Yesterday, SolarCity Corp (NASDAQ:SCTY) announced it had raised $305 million in cash equity financing. In doing so, the solar panel installer has been able to monetize a portion of future cash flows from a 230 MW portfolio of solar assets. Additionally, the transaction brings into the mix an 18-year loan syndicated to five institutional investors.
Baird analyst Ben Kallo provides his perspective, noting, “Importantly, this is the second time SolarCity has monetized cash flows in recent months and we estimate the company has achieved a lower rate.”
Kallo explains that this “transaction dispels [the] notion that newer installations cannot be monetized.

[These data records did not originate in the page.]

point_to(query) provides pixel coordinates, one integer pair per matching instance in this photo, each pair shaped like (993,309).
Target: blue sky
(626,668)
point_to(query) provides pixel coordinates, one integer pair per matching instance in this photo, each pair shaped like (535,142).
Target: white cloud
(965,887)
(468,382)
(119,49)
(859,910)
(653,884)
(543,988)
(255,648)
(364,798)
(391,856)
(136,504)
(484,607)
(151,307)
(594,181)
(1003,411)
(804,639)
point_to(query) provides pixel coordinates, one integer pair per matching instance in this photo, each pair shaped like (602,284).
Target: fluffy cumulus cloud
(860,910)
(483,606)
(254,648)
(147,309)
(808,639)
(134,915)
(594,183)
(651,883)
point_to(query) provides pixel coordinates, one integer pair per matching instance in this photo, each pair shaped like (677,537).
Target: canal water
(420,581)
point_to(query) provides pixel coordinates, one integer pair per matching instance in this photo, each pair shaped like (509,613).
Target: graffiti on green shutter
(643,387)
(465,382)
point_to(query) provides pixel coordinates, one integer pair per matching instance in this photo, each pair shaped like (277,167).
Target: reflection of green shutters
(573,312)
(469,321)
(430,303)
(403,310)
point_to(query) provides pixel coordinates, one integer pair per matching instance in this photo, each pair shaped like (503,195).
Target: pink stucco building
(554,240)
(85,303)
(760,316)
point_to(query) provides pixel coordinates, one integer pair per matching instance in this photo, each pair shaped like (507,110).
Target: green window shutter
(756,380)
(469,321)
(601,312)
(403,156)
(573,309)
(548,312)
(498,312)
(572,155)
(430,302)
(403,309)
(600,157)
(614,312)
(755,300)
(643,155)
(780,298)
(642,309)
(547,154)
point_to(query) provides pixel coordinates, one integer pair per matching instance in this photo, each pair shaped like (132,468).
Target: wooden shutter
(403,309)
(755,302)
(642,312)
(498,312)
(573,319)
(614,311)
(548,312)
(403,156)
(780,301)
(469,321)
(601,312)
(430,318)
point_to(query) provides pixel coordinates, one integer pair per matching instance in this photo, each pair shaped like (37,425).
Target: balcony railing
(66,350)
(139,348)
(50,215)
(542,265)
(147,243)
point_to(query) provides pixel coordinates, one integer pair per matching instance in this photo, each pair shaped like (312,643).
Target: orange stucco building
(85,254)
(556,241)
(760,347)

The monetization of assets built in 2015 and 2016 is a positive sign for the company, which faced scrutiny over whether its newer projects could be profitably deployed. We believe the company will continue to make similar cash equity deals to monetize its portfolio of assets.”
The transaction should also serve to bolster shareholder confidence and show that SCTY has better prospects long-term if it can be self-funding.
“While the TSLA transaction still is outstanding, this should help ease TSLA shareholders’ concerns regarding SCTY’s cash needs when/if the transaction closes,” he concludes.
Over time, Kallo anticipates more strategic partnerships to develop, especially as investors “continue to acclimate to renewable energy projects.”
The analyst reiterates a Neutral rating on shares of SCTY with a $25 price target, which represents a nearly 47% upside from where the stock is currently trading.
As usual, we recommend taking analyst notes with a grain of salt. According to TipRanks, two-star analyst Ben Kallo is ranked #2,771 out of 4,163 analysts. Kallo has a 42% success rate and earns 0% in his yearly returns. When recommending SCTY, Kallo loses 12.5% in average profits on the stock.
TipRanks analytics exhibit SCTY as a Hold. Based on 13 analysts polled in the last 3 months, 11 maintain a Hold on SCTY, while 2 issue a Sell. The consensus price target stands at $22.42, marking a 31% upside from where the shares last closed.